When 50% of Your Customers Abandon Your Product

Customer churn is unavoidable. I have written before the futility of chasing 100% loyalty from customers.  Simple reason is – change.  Customers change, their needs change, norms change, technologies change, and competitors change. When such changes happen some fraction of customers stop buying all together, switch to competition or your product becomes irrelevant.  Every business needs to build in a certain level of churn in its future growth and plan to continue to grow installed base of customers despite losing some.

But what do you do when,

50% of your customers stop using your product, close to 30% in the first 3 months?

Your whole valuation is based on growth,  showing triple digit user and revenue growth year over year for next several years?

When you have really just one product?

That is the case for Fitbit. First it is a product that customers should want to buy and not a necessity. Second customers lose interest so quickly. Third even among  those who want to buy the band it is facing competition from low and high ends.

Just a few weeks ago Fitbit’s stock hit highs of $50, 250% over its IPO price, and now trading 30% below IPO. Today Fitbit will announce its fiscal Q4 2015 earnings. It may very well post its best quarter yet in terms of number of bands sold and revenue. Its stock will see movement in the near term to levels above its IPO price. But is there long term value in this? Take a look at this chart below on what it means to its growth when 50% of customers drop out

fitbit-growth

If it has to show even a modest 40% growth over next five years it has to get that all from acquiring new customers. Think of the effect of this on its marketing dollars.

How many more campaigns it needs to run?

How many new markets it needs to break into and the cost of market entry?

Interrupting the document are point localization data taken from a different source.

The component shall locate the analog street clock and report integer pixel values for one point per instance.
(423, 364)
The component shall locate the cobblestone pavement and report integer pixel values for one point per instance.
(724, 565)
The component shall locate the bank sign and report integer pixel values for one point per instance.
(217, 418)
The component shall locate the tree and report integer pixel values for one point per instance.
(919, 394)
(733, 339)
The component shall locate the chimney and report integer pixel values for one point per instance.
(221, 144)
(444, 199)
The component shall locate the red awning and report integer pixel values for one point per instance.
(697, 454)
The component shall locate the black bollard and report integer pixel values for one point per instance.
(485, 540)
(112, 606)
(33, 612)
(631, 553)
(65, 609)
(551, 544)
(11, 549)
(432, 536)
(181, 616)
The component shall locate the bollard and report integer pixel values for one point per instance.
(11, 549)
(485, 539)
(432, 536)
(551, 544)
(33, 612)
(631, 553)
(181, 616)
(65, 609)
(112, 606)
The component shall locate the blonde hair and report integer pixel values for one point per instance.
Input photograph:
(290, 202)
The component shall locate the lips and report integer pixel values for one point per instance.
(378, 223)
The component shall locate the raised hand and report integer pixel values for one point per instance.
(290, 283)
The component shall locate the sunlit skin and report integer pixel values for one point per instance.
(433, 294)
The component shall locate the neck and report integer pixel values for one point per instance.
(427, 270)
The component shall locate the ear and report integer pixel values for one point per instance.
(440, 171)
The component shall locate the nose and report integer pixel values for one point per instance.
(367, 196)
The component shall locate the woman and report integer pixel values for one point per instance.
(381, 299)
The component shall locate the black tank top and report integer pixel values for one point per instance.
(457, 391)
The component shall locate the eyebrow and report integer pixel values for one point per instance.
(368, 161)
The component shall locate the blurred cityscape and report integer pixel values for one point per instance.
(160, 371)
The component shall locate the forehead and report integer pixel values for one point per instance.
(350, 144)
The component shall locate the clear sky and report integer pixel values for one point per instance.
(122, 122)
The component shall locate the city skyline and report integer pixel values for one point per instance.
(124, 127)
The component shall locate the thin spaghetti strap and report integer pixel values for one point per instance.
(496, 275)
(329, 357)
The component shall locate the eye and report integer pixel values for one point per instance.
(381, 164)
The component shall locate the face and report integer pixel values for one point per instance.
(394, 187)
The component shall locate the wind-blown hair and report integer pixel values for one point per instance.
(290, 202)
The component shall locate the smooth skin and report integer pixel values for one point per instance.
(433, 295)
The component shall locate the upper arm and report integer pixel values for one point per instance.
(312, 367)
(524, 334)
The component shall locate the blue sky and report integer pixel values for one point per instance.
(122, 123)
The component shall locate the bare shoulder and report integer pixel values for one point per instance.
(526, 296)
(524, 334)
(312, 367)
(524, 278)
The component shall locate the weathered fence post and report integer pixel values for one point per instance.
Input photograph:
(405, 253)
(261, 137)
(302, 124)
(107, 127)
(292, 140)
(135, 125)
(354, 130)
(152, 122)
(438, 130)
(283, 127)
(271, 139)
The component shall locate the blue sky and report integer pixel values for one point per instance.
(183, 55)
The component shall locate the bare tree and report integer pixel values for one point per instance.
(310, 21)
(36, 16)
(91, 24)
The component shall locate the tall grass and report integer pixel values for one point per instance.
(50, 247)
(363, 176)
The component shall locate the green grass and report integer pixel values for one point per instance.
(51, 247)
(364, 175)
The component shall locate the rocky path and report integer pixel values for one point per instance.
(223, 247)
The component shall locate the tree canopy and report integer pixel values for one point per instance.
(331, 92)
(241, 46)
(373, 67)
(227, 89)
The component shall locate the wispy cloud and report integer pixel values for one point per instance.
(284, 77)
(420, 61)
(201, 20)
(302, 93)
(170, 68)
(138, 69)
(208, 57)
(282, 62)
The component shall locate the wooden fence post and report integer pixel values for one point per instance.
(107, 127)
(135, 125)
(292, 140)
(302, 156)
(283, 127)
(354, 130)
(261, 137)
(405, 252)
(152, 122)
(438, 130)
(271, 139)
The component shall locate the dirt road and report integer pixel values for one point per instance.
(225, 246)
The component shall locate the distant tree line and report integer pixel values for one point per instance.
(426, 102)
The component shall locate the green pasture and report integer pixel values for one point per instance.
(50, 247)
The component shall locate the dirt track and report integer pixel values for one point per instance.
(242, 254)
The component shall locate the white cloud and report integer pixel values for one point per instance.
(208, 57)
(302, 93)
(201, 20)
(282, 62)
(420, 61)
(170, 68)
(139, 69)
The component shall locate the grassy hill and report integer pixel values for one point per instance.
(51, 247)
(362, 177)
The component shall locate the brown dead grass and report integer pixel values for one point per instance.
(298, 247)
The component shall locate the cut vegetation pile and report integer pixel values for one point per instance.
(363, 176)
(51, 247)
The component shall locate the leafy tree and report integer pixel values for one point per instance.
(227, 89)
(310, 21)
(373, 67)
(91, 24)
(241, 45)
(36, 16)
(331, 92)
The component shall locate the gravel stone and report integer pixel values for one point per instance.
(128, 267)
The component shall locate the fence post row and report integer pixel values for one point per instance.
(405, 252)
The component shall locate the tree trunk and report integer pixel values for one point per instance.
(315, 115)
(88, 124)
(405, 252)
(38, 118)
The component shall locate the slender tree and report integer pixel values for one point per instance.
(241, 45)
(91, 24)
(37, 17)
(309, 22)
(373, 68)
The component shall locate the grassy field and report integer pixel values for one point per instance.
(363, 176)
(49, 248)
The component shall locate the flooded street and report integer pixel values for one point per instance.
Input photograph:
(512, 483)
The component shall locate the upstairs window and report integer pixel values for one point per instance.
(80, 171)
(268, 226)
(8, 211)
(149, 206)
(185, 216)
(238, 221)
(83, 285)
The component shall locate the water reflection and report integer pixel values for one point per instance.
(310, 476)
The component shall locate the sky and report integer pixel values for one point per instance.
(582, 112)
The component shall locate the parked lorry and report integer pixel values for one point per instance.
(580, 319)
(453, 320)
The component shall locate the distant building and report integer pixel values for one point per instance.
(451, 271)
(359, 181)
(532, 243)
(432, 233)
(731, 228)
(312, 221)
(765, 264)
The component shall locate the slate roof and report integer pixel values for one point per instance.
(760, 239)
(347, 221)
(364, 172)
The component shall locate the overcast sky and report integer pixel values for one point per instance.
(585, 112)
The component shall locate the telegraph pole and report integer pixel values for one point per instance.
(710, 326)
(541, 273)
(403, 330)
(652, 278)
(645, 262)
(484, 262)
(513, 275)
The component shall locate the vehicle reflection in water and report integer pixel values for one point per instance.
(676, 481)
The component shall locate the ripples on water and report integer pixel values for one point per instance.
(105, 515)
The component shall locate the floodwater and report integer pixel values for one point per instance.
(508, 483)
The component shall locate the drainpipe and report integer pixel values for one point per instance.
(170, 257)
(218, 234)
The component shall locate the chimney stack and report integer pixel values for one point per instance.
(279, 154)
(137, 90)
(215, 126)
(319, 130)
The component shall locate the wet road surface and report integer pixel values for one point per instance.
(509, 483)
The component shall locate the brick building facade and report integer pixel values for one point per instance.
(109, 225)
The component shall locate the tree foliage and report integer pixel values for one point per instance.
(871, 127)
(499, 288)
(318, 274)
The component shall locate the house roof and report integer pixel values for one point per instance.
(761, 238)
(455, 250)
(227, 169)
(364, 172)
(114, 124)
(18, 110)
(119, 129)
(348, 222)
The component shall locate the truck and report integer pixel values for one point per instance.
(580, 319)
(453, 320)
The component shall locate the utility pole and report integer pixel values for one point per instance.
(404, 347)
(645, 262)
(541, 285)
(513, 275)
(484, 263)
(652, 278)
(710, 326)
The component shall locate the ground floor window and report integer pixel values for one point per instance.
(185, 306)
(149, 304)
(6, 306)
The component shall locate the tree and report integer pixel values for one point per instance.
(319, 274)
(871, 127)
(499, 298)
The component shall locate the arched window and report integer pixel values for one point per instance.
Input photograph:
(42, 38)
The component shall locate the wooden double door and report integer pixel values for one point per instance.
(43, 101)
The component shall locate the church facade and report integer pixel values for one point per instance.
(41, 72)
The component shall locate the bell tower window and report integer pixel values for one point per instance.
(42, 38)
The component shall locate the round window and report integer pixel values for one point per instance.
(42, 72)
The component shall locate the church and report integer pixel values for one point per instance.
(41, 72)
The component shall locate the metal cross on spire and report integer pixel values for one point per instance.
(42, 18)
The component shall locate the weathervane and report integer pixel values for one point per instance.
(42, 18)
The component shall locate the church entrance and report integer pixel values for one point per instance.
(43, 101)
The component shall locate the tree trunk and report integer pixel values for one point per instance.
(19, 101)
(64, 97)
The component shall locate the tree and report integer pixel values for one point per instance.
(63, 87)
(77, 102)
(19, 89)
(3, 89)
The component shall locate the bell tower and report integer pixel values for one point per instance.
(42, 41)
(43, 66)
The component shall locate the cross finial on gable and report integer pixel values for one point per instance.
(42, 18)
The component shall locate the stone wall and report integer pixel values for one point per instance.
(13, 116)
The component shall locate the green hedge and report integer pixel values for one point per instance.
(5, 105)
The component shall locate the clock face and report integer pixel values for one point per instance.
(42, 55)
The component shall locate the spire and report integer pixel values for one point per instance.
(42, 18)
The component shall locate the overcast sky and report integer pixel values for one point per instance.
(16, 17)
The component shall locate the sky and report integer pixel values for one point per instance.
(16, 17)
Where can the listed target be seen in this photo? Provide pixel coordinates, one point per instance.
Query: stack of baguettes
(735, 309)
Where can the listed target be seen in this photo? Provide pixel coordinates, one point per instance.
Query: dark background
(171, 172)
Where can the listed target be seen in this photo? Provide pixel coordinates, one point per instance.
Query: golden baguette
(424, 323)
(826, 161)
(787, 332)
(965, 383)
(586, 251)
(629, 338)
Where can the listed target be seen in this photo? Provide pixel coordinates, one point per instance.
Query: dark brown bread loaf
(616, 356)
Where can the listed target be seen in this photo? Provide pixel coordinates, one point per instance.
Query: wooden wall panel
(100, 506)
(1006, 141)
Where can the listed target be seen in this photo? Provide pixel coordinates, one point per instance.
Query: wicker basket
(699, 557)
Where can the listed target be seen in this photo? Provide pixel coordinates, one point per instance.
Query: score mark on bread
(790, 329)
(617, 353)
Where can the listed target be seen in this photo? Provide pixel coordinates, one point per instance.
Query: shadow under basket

How many promotions it needs to run? (Costco is running a promotion on bundle and today BestBuy is running a $30 off promotion)

What is the ROI on all these marketing dollars when only 50% return and spend less and less over lifetime.

This is not to repeat the fact the product itself does nothing really to fitness despite the name.  It will be interesting to see heart rate data of its shareholders over the next few months.